The transfer of the 76.8% shareholding in Innogy’s distribution and retail business to Eon paves the way for a complex asset swap between Eon and RWE.
The European Commission had approved the acquisition by RWE of certain generation assets owned by Eon in February, including renewables, but investigated the retail side of the deal over concerns that it may reduce competition in several EU markets.
Following the investigation, the Commission concluded the deal would not result in significant loss of competition in Germany, nor would the two companies increasingly compete against each other in Slovakia as a result of the transaction.
In the next few days Eon will also close the voluntary public takeover offer to Innogy’s minority shareholders.
The minority shareholders who tendered their shares to Eon last year will receive the offer consideration.
By the end of the acceptance period on 25 July 2018, 9.4% of the shareholders had decided to sell their Innogy shares to Eon.

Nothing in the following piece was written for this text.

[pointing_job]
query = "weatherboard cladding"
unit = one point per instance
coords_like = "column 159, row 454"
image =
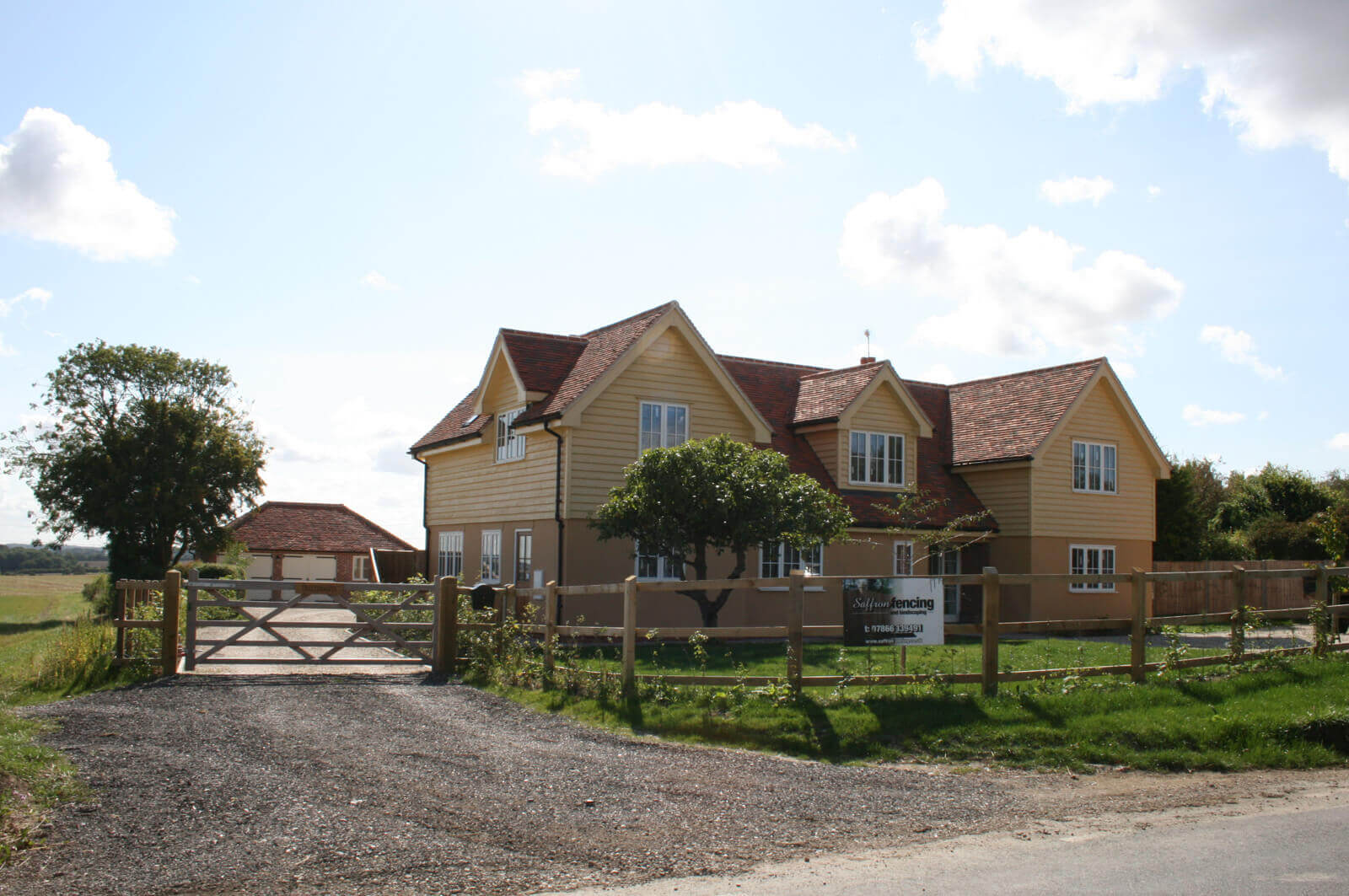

Together with the 3.8% of Innogy shares that Eon has since acquired on the stock exchange, the utility holds 90% of all Innogy shares, meeting requirements under the German Transformation Act for the takeover.
As announced at the beginning of September, Eon intends to acquire the shares of the remaining minority shareholders of Innogy by way of a merger ‘squeeze-out’ and become the only shareholder of Innogy.
Eon chief executive Johannes Teyssen said: “The completion of the takeover of Innogy is the decisive step in the realignment of our company.
“As a customer-focused innovation driver, we will soon be able to focus systematically on our core businesses – intelligent power distribution networks and customer solutions. This will benefit our customers in particular, with whom we want to shape the new energy world together.”